Oh and on a side note if you don't think life has a funny sense of humor think again. We were worried about appraisal because we had heard stories about with state of housing market homes coming in much lower then people anticipated and we had house appraised before and never thought it came in where it should have for a one owner 4bedroom 3 bath home on 2 acres but we are in a rural area not a neighborhood and that seemed to hurt us when compared to homes in the area. After all the work that was done house came in well above what we had hoped and all was good but imagine how pleased I was when there was a note on the appraisal that master bath could use some upgrades due to the fact that it does still have linoleum and not tile like other bathrooms in the house!
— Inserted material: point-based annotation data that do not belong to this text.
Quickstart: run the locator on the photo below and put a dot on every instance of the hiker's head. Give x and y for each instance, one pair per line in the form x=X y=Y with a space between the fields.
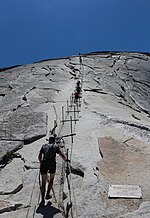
x=51 y=139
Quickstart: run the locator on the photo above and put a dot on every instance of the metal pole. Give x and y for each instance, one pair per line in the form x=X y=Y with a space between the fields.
x=63 y=115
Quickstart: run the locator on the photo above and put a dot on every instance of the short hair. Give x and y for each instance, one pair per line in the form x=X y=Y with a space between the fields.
x=51 y=139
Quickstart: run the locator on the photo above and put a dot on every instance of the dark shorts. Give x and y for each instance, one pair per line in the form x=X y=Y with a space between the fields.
x=48 y=167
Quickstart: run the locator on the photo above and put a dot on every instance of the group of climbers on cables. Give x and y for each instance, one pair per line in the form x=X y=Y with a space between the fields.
x=47 y=159
x=77 y=93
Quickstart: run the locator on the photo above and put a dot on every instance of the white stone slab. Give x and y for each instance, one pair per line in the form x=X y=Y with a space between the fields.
x=124 y=191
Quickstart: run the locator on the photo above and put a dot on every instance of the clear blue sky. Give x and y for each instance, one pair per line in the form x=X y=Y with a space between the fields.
x=32 y=30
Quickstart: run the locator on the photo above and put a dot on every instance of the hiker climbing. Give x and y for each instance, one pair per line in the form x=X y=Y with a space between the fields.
x=47 y=159
x=77 y=91
x=80 y=59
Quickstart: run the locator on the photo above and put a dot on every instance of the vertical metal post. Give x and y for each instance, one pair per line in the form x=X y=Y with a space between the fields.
x=75 y=114
x=67 y=107
x=71 y=129
x=63 y=115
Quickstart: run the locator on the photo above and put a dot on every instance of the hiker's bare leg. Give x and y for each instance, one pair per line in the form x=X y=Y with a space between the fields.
x=44 y=177
x=50 y=183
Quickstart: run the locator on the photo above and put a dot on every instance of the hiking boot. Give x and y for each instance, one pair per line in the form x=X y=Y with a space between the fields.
x=42 y=203
x=48 y=196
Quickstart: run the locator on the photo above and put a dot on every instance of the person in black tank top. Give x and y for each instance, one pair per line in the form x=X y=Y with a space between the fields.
x=47 y=159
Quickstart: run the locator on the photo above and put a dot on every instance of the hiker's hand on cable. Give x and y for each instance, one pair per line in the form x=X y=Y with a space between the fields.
x=68 y=160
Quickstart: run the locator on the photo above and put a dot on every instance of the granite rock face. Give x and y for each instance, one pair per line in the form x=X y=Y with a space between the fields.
x=111 y=145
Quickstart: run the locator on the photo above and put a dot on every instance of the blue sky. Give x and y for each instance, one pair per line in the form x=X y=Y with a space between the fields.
x=32 y=30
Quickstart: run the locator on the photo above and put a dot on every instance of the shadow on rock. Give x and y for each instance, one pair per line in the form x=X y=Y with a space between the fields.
x=48 y=211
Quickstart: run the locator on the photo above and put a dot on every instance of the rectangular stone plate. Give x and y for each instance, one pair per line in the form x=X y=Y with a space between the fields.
x=124 y=191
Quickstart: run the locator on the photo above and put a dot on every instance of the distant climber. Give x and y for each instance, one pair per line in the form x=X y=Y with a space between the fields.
x=47 y=159
x=77 y=91
x=80 y=59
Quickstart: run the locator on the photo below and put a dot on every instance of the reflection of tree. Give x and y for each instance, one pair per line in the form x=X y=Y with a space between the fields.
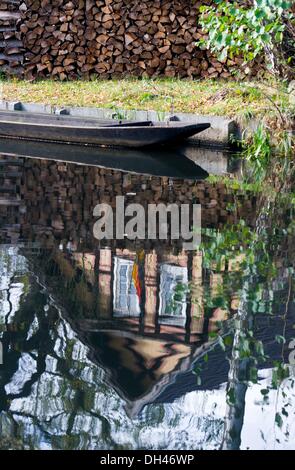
x=262 y=250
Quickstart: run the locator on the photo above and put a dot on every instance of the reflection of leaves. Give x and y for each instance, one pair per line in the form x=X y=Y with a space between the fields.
x=279 y=420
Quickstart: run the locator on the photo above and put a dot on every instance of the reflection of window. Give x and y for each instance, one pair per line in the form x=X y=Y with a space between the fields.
x=173 y=285
x=126 y=302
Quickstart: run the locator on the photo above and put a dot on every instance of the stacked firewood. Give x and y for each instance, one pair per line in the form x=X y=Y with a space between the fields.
x=11 y=47
x=109 y=38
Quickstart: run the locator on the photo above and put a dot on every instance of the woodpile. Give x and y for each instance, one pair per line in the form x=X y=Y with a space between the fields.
x=65 y=39
x=11 y=46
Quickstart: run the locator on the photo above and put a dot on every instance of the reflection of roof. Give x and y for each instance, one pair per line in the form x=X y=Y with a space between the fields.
x=138 y=367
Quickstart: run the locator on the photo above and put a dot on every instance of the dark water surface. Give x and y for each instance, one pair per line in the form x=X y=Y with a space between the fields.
x=114 y=345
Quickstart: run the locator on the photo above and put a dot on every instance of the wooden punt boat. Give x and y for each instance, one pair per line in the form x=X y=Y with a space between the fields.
x=156 y=162
x=70 y=129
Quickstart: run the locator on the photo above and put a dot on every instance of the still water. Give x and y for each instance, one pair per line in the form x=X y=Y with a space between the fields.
x=129 y=344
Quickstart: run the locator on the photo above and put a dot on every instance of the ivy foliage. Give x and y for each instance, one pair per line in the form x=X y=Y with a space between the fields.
x=245 y=29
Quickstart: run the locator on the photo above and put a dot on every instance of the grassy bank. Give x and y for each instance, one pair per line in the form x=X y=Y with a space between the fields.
x=226 y=98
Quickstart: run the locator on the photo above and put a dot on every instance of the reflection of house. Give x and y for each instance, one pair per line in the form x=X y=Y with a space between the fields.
x=153 y=301
x=125 y=298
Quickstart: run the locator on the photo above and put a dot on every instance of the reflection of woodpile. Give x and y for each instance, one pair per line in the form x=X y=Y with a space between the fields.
x=60 y=198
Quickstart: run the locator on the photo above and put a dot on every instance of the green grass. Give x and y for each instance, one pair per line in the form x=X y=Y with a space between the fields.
x=219 y=97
Lol thanks for that kick in the pants life! So to that all i can say to life's little sense of humor is something my 2 year old grand daughter picked up god only knows where and says to me all the time "u funny? U not funny! I funny!" Lol


----------



## Javiles (Dec 12, 2011)

If you be leave they are coming from the plumbing drainage system find someone in your area that can perform a smoke test. Do some research


----------



## ahoney13 (Jul 29, 2013)

Hi - I just came across this forum and was wondering if you ever found out where the mosquitoes were coming from or how to get rid of them. We are having the exact problem, killing 15-20 a day, mostly in our bathroom and around our kitchen sink. It's been going on for a few weeks now and we can't seem to figure out how to solve the problem. Thanks so much!!


----------



## JBosarge (Jan 21, 2012)

Sadly no :-( it had gotten better and even went away for a while but seems to be back again! :-( we had or septic system back up and had to have it pumped/cleaned out shortly before it started and they inspected system and said was in good working order just had not been pumped out in 15 years :-/ starting to think maybe I need to have the lines in the house cleaned/jetted. Actually when I saw your post I was logging into plumbing forum to research any applicable advice. Was thinking of trying a smaller blow bag/water baffle (not sure if that's technical name) but we did have some success in unstopping main sewer line with the large blow bag while waiting on septic tank guy to arrive to pump out. Just a little Leary of putting pressure through drain lines the way my luck runs I'd be quickly looking for solutions to fixing a busted drain line under my slab. May be wrong but I will research extensively before I do try blow bag on inside drain lines. Where as I am not afraid of DIY and wholeheartedly love the success of saying I DIY that being said I am not a fool and known somethings I MUST call in a pro! Not that I learned that one from firsthand experience! (~Whistling~) lol I do seem to have an area where 2 of my 3 baths back up to each other and seem to be temperamental at times. It all the time but off and on draining and flushing quirks. Septic guy was great very informative and showed me as he explained with written diagram of how my system is setup and works fine just needed maintenance. He did say would not surprise him if after he left I realize have a smaller or partial clog inside house due to sewer back up. But because when he finished he checked and water was flowing freely through to septic system and all fixtures drained/flushed fine he said give it some time and if a problem arose call him. Then he told me he was selling his business due to he was a one man operation and ready to retire! :-(( very disappointed in my area it's a shame but more sewer guys with bad reputation then good. I'll definitely check out whoever I call beforehand. The fact that this guy took time to physically show me and draw out a diagram with references of where I could go and look to verify my set up was as it should be and in working order I was very pleased. He set the bar high for whoever takes over his business! Now could all that I just described be causing the Kant problem that's the million dollar question!


----------